I think that you spend the first 5 years after High School trying to get over it or more awkwardly away from it.

It’s like you have to take some time out to re program yourself. This could mean forgetting bad memories or making new friends even though you already have great ones or simply just verifying that the person you are is the real you and not just a by product of adolescent pressure. I found that you sort of need to take a break from all the things you’ve come to accept as normal and constant to discover which of those things actually result in your happiness.

Then one day you’re sitting on the porch drinking coffee and a flood of memories from childhood rush through your mind. You’ve done all the discovering and have a pretty good idea of what really matters to you and now you find yourself comfortable enough to go back and re-introduce those constants and normalities you spent the last five years expelling. Like you’ve managed to purge your system of everything you know and replaced it with new knowledge that now allows you to go back and sort through life’s memories to determine which ones you still want to have when you’re 104 and telling your great-grandchildren about the good old days…

I’ve been reading a random Wilbur Smith book while listening to a mixture of Erik Faber and Butch Walker and all of a sudden I felt comfortable missing my old friends. Let me explain: I don’t really do regrets so for me to miss something is incredibly rare. Even on days when I miss something, I can’t wait to expel the thought from my mind but somehow today I like missing them. Missing these people I haven’t spoken to or even FB’ed in 4 years. People I grew up with and made mistakes with and actually had loads of fun with but never really considered having in my adult life…

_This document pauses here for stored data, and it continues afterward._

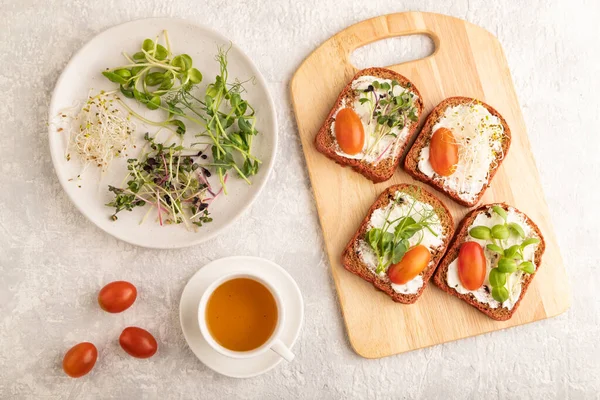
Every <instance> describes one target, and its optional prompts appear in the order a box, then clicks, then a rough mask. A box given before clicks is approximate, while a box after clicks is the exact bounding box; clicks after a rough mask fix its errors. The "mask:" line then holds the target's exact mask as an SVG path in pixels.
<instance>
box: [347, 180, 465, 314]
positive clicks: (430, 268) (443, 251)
mask: <svg viewBox="0 0 600 400" xmlns="http://www.w3.org/2000/svg"><path fill="white" fill-rule="evenodd" d="M396 192H404V193H408V194H410V195H414V193H418V198H417V200H418V201H421V202H424V203H428V204H430V205H432V206H433V208H434V210H435V211H436V213H437V215H438V217H439V219H440V223H441V225H442V228H443V234H444V240H443V245H442V246H441V247H439V248H438V249H434V250H433V252H432V254H431V261H430V263H429V265H428V266H427V267H426V268H425V269H424V270H423V271H422V272H421V274H420V275H421V276H422V277H423V286H421V288H420V289H419V290H418V291H417V293H415V294H402V293H398V292H396V291H395V290H394V289H393V288H392V285H391V282H390V280H389V278H388V277H387V275H386V276H385V277H380V276H378V275H376V274H375V273H374V272H373V271H372V270H371V269H369V267H368V266H367V265H366V264H365V263H364V262H363V260H362V259H361V257H360V253H359V250H358V246H359V240H362V239H363V238H364V236H365V234H366V232H367V230H368V228H369V221H370V219H371V215H372V214H373V211H375V210H376V209H379V208H384V207H386V206H387V205H388V204H389V203H390V201H392V199H393V198H394V196H395V194H396ZM453 234H454V220H453V219H452V215H451V214H450V211H448V209H447V208H446V206H445V205H444V204H443V203H442V202H441V201H440V200H439V199H438V198H437V197H435V196H434V195H433V194H431V193H429V192H428V191H426V190H424V189H422V188H420V187H418V186H415V185H409V184H400V185H393V186H390V187H388V188H387V189H386V190H384V191H383V192H382V193H381V194H380V195H379V197H378V198H377V200H375V202H374V203H373V205H372V206H371V208H369V211H368V212H367V215H366V216H365V218H364V219H363V221H362V223H361V225H360V227H359V228H358V230H357V231H356V233H355V234H354V236H353V237H352V239H351V240H350V242H348V245H347V246H346V248H345V249H344V252H343V253H342V265H343V266H344V268H346V269H347V270H348V271H350V272H352V273H353V274H355V275H358V276H360V277H361V278H362V279H364V280H366V281H367V282H371V283H372V284H373V286H375V288H377V289H379V290H381V291H383V292H385V293H386V294H388V295H389V296H390V297H391V298H392V300H394V301H396V302H398V303H404V304H411V303H414V302H415V301H417V299H418V298H419V296H421V294H422V293H423V290H425V287H426V286H427V283H428V282H429V279H430V278H431V276H432V275H433V273H434V272H435V269H436V267H437V265H438V262H439V261H440V259H441V258H442V256H443V255H444V252H445V251H446V248H447V246H448V243H449V242H450V239H451V238H452V235H453Z"/></svg>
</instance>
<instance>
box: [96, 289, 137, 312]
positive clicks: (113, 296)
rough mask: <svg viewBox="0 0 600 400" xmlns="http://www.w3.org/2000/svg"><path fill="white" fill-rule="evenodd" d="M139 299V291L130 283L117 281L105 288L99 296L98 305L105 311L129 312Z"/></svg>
mask: <svg viewBox="0 0 600 400" xmlns="http://www.w3.org/2000/svg"><path fill="white" fill-rule="evenodd" d="M136 297H137V290H136V288H135V286H133V285H132V284H131V283H129V282H125V281H116V282H111V283H109V284H108V285H106V286H104V287H103V288H102V289H101V290H100V293H99V294H98V304H100V307H101V308H102V309H103V310H104V311H108V312H110V313H118V312H122V311H125V310H127V309H128V308H129V307H131V305H132V304H133V302H134V301H135V299H136Z"/></svg>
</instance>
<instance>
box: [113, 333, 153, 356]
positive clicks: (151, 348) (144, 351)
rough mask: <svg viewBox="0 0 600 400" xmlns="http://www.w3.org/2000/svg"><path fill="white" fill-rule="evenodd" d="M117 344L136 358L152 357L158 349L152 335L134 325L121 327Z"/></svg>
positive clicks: (151, 334) (150, 333)
mask: <svg viewBox="0 0 600 400" xmlns="http://www.w3.org/2000/svg"><path fill="white" fill-rule="evenodd" d="M119 344H120V345H121V347H122V348H123V350H125V352H126V353H127V354H129V355H130V356H132V357H137V358H148V357H152V356H153V355H154V353H156V350H157V349H158V343H156V339H154V336H152V334H151V333H150V332H148V331H147V330H145V329H142V328H137V327H135V326H130V327H128V328H125V329H123V332H121V336H120V337H119Z"/></svg>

Usually I’d chock it up to nostalgia or find some reason to say that it’s actually my psyche masking deeper and more complicated issues yet today I’m just enjoying the memories. The greatest thing about this fast pace life we live in is that I can actually do something to make sure we cross each other’s paths again. I can send messages and give them a call and pretty much pick up right where we left off all those years ago. It’s like I’ve given them enough time to find themselves so that I don’t have to look at them with the same wondering eyes of ‘when are you going to stop trying so hard and just be yourself already’ that I use to.

See, they always say High School is great for finding yourself but with me and my friends it was more like we found a hundred different parts of ourselves and by the time we left school we hadn’t quite figured out how to put those puzzle pieces together yet. After taking a break from constantly motivating and pushing each other, we have another chance to re connect and this time do it because we really want to be friends not just because our paths happened to coincide.

I guess that’s why they have a 5 year reunion… I didn’t go to mine; actually I’m not even sure ours went ahead~ something about a lack of interest. I always said that I’d never attend the 5 year reunion because we’d all still be in contact so I didn’t see the point, I was especially put off by the idea when I realized that 180 out of the 200 people in our class figured I’d be the one organizing it! As if!

What I’m getting at is that sometimes we need to get away from everything we know and walk away from the people who know us to really get an idea of who we are… Pretty much like it’s sometimes easier to talk to strangers about something that really bugs you rather than your oldest friends because they won’t expect anything from you; they won’t anticipate your moods; instead they will be willing to allow you to change… and if needed, they will be fine with you changing back too.

‘On one tombstone all our names should go: we shared a life’ is a line from a Lisa Marie Presley song and I think it’s incredibly true. It’s extraordinary that we can meet so many people throughout our lives and how all of them help make us who we ultimately become; even we have to let them go in order to really appreciate them in the end.